Where is the picture from?
That's from the 2000 Hobie 18 / 17 Continentals in East Islip, Long Island, NY (Great South Bay).
The worst part about that was - the mark wasn't even part of his course! That was the 17's gate. The 18's gate was downwind of the signal boat (where the photo was taken from). Technically, he didn't have to do any penalty turns since it wasn't a mark of his course. He did take a pretty hefty penalty for not watching where he was going, though.
Hey, Matt, what's the rule of drifting into a mark, or in my case, committee boat in low to no wind races? I had to fend off the committee boat while literally drifting across the finish line.

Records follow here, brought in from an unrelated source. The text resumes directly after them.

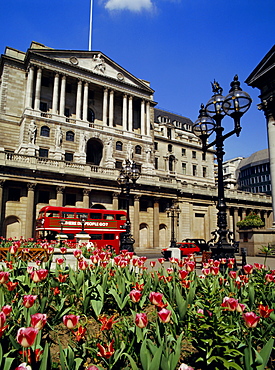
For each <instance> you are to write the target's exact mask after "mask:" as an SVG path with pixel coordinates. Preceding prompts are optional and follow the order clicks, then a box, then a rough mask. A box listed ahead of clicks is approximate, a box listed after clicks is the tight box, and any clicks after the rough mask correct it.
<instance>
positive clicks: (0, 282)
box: [0, 271, 10, 284]
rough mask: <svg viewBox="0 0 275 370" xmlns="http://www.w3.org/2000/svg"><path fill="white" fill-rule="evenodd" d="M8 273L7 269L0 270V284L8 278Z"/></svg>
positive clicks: (8, 274) (8, 272)
mask: <svg viewBox="0 0 275 370" xmlns="http://www.w3.org/2000/svg"><path fill="white" fill-rule="evenodd" d="M9 276H10V273H9V272H8V271H0V284H4V283H5V282H6V281H8V280H9Z"/></svg>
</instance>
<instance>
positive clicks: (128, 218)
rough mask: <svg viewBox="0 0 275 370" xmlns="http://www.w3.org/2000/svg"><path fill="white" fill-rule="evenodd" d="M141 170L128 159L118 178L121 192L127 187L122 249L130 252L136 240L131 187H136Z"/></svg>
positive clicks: (122, 241)
mask: <svg viewBox="0 0 275 370" xmlns="http://www.w3.org/2000/svg"><path fill="white" fill-rule="evenodd" d="M139 176H140V172H139V169H138V168H137V165H136V163H135V162H134V161H130V160H129V159H127V160H126V163H125V166H123V167H122V169H121V171H120V174H119V176H118V178H117V182H118V184H119V185H120V186H121V192H122V193H123V189H124V188H125V195H126V213H127V219H126V223H125V224H124V228H125V233H123V234H122V240H121V249H125V250H128V251H129V252H133V251H134V247H133V245H134V243H135V240H134V239H133V237H132V235H131V222H130V189H131V187H135V184H136V181H137V180H138V179H139Z"/></svg>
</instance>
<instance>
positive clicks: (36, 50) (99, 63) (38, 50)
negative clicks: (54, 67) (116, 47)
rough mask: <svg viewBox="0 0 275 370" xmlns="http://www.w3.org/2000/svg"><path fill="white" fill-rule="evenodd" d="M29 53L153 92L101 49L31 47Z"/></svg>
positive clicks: (97, 76)
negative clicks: (65, 49)
mask: <svg viewBox="0 0 275 370" xmlns="http://www.w3.org/2000/svg"><path fill="white" fill-rule="evenodd" d="M29 53H30V54H32V55H34V54H36V55H37V56H40V57H44V58H48V59H49V58H50V59H52V60H54V61H56V62H60V63H62V64H64V63H65V64H67V65H68V66H70V68H76V69H78V70H79V72H80V70H82V71H83V72H84V71H85V73H87V72H88V73H90V74H92V75H94V76H95V77H99V76H101V77H104V78H106V79H112V80H113V81H114V80H115V81H117V82H119V83H122V84H123V83H125V84H128V85H132V86H133V87H136V88H138V89H142V90H145V91H146V92H147V93H150V94H152V93H153V92H154V90H153V89H151V88H150V86H149V83H148V82H146V81H144V80H141V79H139V78H137V77H135V76H133V75H132V74H131V73H129V72H128V71H126V70H125V69H124V68H122V67H121V66H120V65H118V64H117V63H115V62H114V61H113V60H112V59H110V58H108V57H107V56H106V55H105V54H103V53H102V52H100V51H75V50H54V49H42V48H41V49H29Z"/></svg>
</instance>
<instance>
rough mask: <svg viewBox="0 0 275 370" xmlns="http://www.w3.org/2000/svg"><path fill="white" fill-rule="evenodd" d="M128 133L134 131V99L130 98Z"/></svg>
mask: <svg viewBox="0 0 275 370" xmlns="http://www.w3.org/2000/svg"><path fill="white" fill-rule="evenodd" d="M128 131H129V132H132V131H133V97H132V96H129V104H128Z"/></svg>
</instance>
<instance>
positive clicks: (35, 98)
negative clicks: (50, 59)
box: [34, 68, 42, 110]
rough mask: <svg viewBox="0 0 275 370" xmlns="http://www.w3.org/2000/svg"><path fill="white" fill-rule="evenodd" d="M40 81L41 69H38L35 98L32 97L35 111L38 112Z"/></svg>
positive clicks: (37, 70)
mask: <svg viewBox="0 0 275 370" xmlns="http://www.w3.org/2000/svg"><path fill="white" fill-rule="evenodd" d="M41 79H42V68H38V70H37V75H36V85H35V97H34V109H35V110H40V94H41Z"/></svg>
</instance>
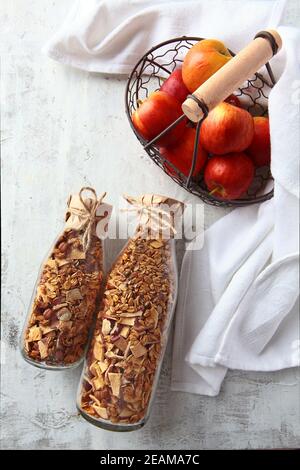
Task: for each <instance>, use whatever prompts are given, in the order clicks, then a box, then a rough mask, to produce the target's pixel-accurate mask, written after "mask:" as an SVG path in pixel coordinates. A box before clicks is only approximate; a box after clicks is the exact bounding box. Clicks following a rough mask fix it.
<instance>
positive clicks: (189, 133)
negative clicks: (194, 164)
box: [159, 127, 207, 177]
mask: <svg viewBox="0 0 300 470" xmlns="http://www.w3.org/2000/svg"><path fill="white" fill-rule="evenodd" d="M195 136H196V130H195V129H194V128H192V127H187V128H186V130H185V132H184V134H183V135H182V137H181V139H180V141H179V142H178V143H177V144H175V145H173V146H171V147H160V149H159V151H160V153H161V155H162V156H163V157H165V158H166V159H167V160H168V161H169V162H171V163H172V164H173V165H174V166H175V167H176V168H177V169H178V170H179V171H181V173H183V174H184V175H185V176H188V175H189V174H190V169H191V165H192V160H193V152H194V144H195ZM206 160H207V153H206V151H205V150H204V149H203V148H202V146H201V143H200V142H199V145H198V152H197V160H196V165H195V168H194V171H193V177H196V176H197V175H198V174H199V173H200V171H201V170H202V168H203V166H204V165H205V162H206ZM168 169H169V171H170V172H171V173H174V174H175V171H174V170H173V168H172V167H171V166H170V167H168Z"/></svg>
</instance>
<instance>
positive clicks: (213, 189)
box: [208, 186, 223, 196]
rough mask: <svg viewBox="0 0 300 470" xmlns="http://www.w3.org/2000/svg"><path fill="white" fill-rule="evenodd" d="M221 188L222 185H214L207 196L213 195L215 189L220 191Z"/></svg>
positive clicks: (211, 195)
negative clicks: (207, 195)
mask: <svg viewBox="0 0 300 470" xmlns="http://www.w3.org/2000/svg"><path fill="white" fill-rule="evenodd" d="M222 189H223V188H222V186H216V187H215V188H214V189H212V190H211V191H210V192H209V193H208V195H209V196H212V195H213V194H214V193H216V192H217V191H220V190H221V191H222Z"/></svg>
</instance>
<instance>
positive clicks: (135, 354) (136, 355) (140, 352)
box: [130, 343, 147, 357]
mask: <svg viewBox="0 0 300 470" xmlns="http://www.w3.org/2000/svg"><path fill="white" fill-rule="evenodd" d="M130 349H131V352H132V354H133V355H134V357H141V356H144V355H145V354H147V349H146V348H144V346H143V345H142V344H141V343H137V344H136V345H135V346H132V347H131V348H130Z"/></svg>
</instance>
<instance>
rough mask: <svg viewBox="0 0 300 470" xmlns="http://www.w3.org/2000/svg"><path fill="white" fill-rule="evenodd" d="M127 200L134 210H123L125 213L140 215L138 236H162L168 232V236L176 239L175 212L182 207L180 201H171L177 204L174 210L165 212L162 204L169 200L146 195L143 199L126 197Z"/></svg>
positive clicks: (165, 202)
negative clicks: (154, 233)
mask: <svg viewBox="0 0 300 470" xmlns="http://www.w3.org/2000/svg"><path fill="white" fill-rule="evenodd" d="M124 197H125V199H126V200H127V201H128V202H129V203H130V204H131V205H132V208H127V209H123V210H124V211H125V212H136V213H137V214H138V215H139V225H138V230H137V235H142V234H144V233H145V232H149V229H150V232H151V234H154V233H156V234H157V233H158V234H161V233H163V232H165V231H166V230H168V232H167V233H168V235H169V236H170V237H174V235H176V233H177V230H176V229H175V222H174V212H175V211H177V210H178V209H179V208H180V207H182V203H181V202H179V201H174V200H171V202H173V203H174V204H176V209H175V211H174V210H170V211H168V210H164V209H163V208H162V207H161V204H163V203H165V204H167V205H169V204H168V203H167V201H169V199H168V198H165V197H163V196H157V195H154V194H152V195H144V196H142V197H141V198H133V197H131V196H127V195H124Z"/></svg>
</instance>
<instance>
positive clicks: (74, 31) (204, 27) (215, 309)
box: [44, 0, 300, 395]
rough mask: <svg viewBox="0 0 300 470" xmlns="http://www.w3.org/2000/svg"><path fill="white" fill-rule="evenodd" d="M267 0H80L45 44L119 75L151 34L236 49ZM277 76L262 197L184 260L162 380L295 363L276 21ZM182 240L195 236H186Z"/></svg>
mask: <svg viewBox="0 0 300 470" xmlns="http://www.w3.org/2000/svg"><path fill="white" fill-rule="evenodd" d="M284 3H285V2H284V1H279V0H278V1H276V0H246V1H244V0H243V1H237V0H209V1H204V0H203V1H189V0H186V1H182V0H173V1H170V0H157V1H146V0H131V1H130V0H114V1H111V0H110V1H104V0H102V1H101V0H79V1H77V2H76V3H75V4H74V6H73V8H72V10H71V12H70V14H69V15H68V17H67V19H66V21H65V23H64V25H63V26H62V28H61V29H60V30H59V31H58V32H57V34H56V35H55V36H54V38H52V39H51V40H50V41H49V42H48V44H47V45H46V46H45V48H44V51H45V52H46V53H47V54H48V55H49V56H51V57H52V58H54V59H57V60H60V61H61V62H63V63H65V64H69V65H72V66H75V67H79V68H82V69H85V70H89V71H95V72H106V73H129V72H130V71H131V69H132V67H133V66H134V64H135V63H136V61H137V60H138V59H139V58H140V57H141V55H142V54H144V53H145V52H146V51H147V50H148V49H149V48H150V47H152V46H153V45H155V44H157V43H159V42H160V41H163V40H166V39H169V38H172V37H176V36H181V35H196V36H201V37H216V38H218V39H220V40H223V41H224V42H225V43H226V45H227V46H228V47H229V48H230V49H232V50H234V51H238V50H239V49H241V48H242V47H243V46H245V45H246V44H247V43H248V42H249V41H250V40H251V39H252V38H253V36H254V35H255V34H256V33H257V32H258V31H260V30H262V29H267V28H269V27H273V28H276V27H277V26H278V24H279V23H280V20H281V17H282V14H283V11H284ZM279 31H280V33H281V35H282V37H283V50H282V51H281V52H280V53H279V54H278V55H277V56H276V57H274V58H273V59H272V67H273V69H274V70H275V75H276V76H279V75H280V74H281V73H282V70H283V69H284V72H283V73H282V75H281V78H280V80H279V82H278V84H277V85H276V86H275V88H274V89H273V90H272V92H271V96H270V100H269V112H270V124H271V142H272V173H273V175H274V178H275V196H274V198H273V200H271V201H268V202H266V203H264V204H261V205H260V206H249V207H247V208H241V209H236V210H234V211H233V212H232V213H230V214H229V215H226V216H225V217H223V218H222V219H220V220H219V221H218V222H216V223H215V224H214V225H213V226H212V227H210V228H209V229H208V230H207V231H206V233H205V244H204V247H203V249H202V250H201V251H195V250H188V251H187V252H186V254H185V257H184V260H183V266H182V271H181V278H180V292H179V300H178V307H177V316H176V332H175V340H174V360H173V378H172V388H173V389H175V390H182V391H188V392H194V393H202V394H207V395H216V394H217V393H218V392H219V389H220V385H221V383H222V380H223V378H224V376H225V374H226V370H227V368H228V367H229V368H237V369H245V370H276V369H281V368H284V367H292V366H296V365H298V364H299V343H300V342H299V318H298V315H297V296H298V285H297V279H298V269H297V259H298V250H299V245H298V206H299V200H298V198H299V194H298V190H299V184H298V181H299V180H298V177H299V129H300V118H299V88H300V87H299V78H300V73H299V54H298V50H299V31H298V30H296V29H293V28H284V27H283V28H280V29H279ZM192 243H196V242H195V241H194V242H192Z"/></svg>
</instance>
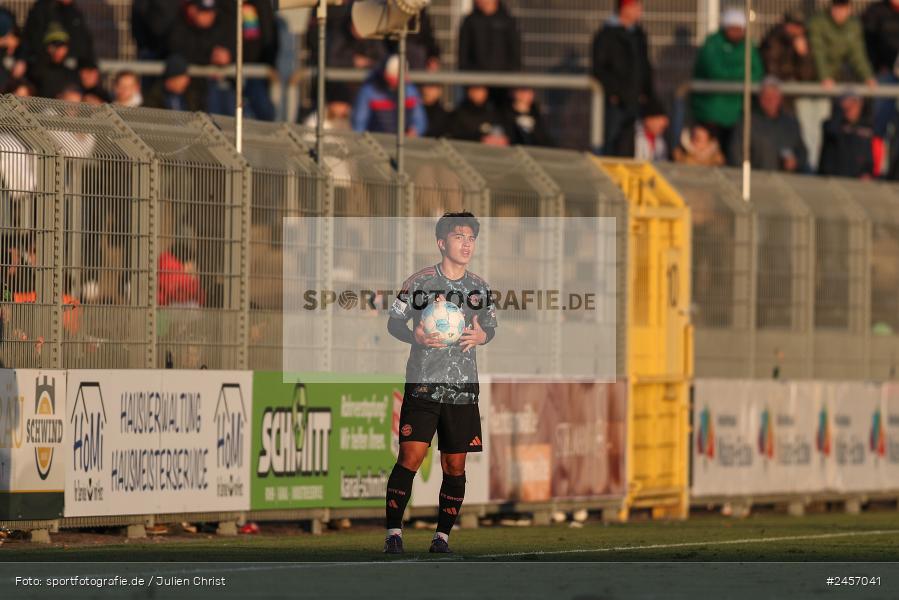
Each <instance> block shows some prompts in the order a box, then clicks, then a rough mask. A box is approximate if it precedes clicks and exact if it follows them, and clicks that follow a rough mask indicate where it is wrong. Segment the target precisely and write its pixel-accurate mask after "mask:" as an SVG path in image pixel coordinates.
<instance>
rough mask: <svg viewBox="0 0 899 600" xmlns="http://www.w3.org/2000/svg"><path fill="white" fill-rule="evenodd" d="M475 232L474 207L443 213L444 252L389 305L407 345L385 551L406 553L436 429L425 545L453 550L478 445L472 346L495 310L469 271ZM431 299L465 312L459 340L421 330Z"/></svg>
mask: <svg viewBox="0 0 899 600" xmlns="http://www.w3.org/2000/svg"><path fill="white" fill-rule="evenodd" d="M479 231H480V224H479V223H478V220H477V219H476V218H475V216H474V215H473V214H471V213H468V212H462V213H448V214H445V215H443V217H441V218H440V220H438V221H437V228H436V236H437V248H438V249H439V250H440V254H441V256H442V257H443V259H442V260H441V261H440V262H439V263H438V264H436V265H434V266H432V267H427V268H425V269H422V270H421V271H419V272H418V273H415V274H414V275H412V276H411V277H410V278H409V279H407V280H406V282H405V283H404V284H403V286H402V289H401V290H400V293H399V294H398V295H397V298H396V300H395V301H394V302H393V305H392V307H391V308H390V318H389V320H388V325H387V330H388V331H389V332H390V334H391V335H392V336H393V337H395V338H397V339H398V340H400V341H402V342H405V343H407V344H410V345H411V346H412V348H411V350H410V351H409V361H408V362H407V363H406V385H405V393H404V395H403V408H402V410H401V412H400V450H399V457H398V458H397V463H396V465H395V466H394V467H393V471H392V472H391V473H390V478H389V479H388V481H387V539H386V541H385V543H384V552H386V553H388V554H401V553H402V552H403V530H402V525H403V513H404V512H405V510H406V503H407V502H408V501H409V496H410V495H411V493H412V480H413V479H414V478H415V473H416V472H417V471H418V468H419V467H420V466H421V463H422V461H423V460H424V458H425V456H426V454H427V452H428V447H429V446H430V445H431V440H432V439H433V438H434V433H435V432H436V433H437V447H438V449H439V450H440V466H441V467H442V468H443V483H442V485H441V487H440V497H439V509H440V510H439V513H438V517H437V532H436V533H435V534H434V539H433V540H432V541H431V548H430V552H437V553H449V552H450V549H449V534H450V531H452V528H453V525H454V524H455V522H456V517H458V516H459V511H460V510H461V509H462V500H463V498H464V497H465V457H466V455H467V453H468V452H481V450H482V443H481V416H480V412H479V411H478V393H479V387H478V367H477V359H476V349H477V346H480V345H482V344H486V343H487V342H489V341H490V340H491V339H493V335H494V333H495V327H496V311H495V307H494V306H493V305H492V303H491V302H490V301H489V300H490V289H489V288H488V286H487V283H486V282H485V281H484V280H483V279H481V278H480V277H478V276H477V275H475V274H474V273H471V272H469V271H468V270H467V268H468V264H469V263H470V262H471V259H472V257H473V256H474V251H475V246H476V244H477V239H478V232H479ZM432 302H452V303H454V304H455V305H456V306H457V307H459V308H460V309H461V310H462V312H463V314H464V315H465V325H466V326H465V330H464V331H463V333H462V335H461V337H460V338H459V340H458V342H457V343H456V344H453V345H448V346H447V345H444V344H443V343H441V341H440V335H439V334H438V333H432V334H431V335H427V334H425V331H424V325H423V323H422V320H421V315H422V312H423V311H424V309H425V308H426V307H427V306H428V305H429V304H430V303H432ZM410 320H411V321H412V328H411V329H410V328H409V325H408V322H409V321H410Z"/></svg>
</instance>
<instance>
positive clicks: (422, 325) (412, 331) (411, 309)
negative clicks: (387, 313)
mask: <svg viewBox="0 0 899 600" xmlns="http://www.w3.org/2000/svg"><path fill="white" fill-rule="evenodd" d="M414 277H415V276H413V277H411V278H409V279H408V280H407V281H406V283H404V284H403V289H402V291H401V292H400V293H399V294H398V295H397V297H396V299H395V300H394V301H393V304H392V305H391V307H390V316H389V318H388V319H387V332H388V333H389V334H390V335H392V336H393V337H395V338H396V339H398V340H399V341H401V342H404V343H406V344H418V345H420V346H427V347H429V348H442V347H443V344H442V343H441V342H440V341H439V340H440V335H439V334H437V333H432V334H431V335H427V334H425V330H424V325H423V324H422V322H421V320H420V319H419V321H418V325H416V326H415V327H414V328H413V329H409V325H408V323H409V320H410V319H412V318H413V315H414V308H413V306H412V300H411V299H412V293H414V289H413V288H414V281H413V279H414Z"/></svg>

You touch a mark, no matter what causes you to do it (other than another boat committing a foul), you've broken the rule. If you're going to fend off a mark, grab the anchor line, not the mark. The anchor line is not considered part of the mark.
What if a situation arose where you were able to round the mark by passing a hull OVER the mark without touching it?
Would this be Legal?
You mean like this?:
I asked Dick Rose that question and he hasn't gotten back to me, nor do I expect him to. I think I pestered him enough for one evening with silly catamaran questions.
In reality, this never really happens. Even in the photo above, the lens makes it look like the mark is closer than it actually is. They came very close to it, but didn't actually fly a hull over it. You'd have to see the whole sequence to know that, though. (That's skipper Eric Raybon and Danny Rodriguez at the 2011 Hobie 16 Youth North Americans.)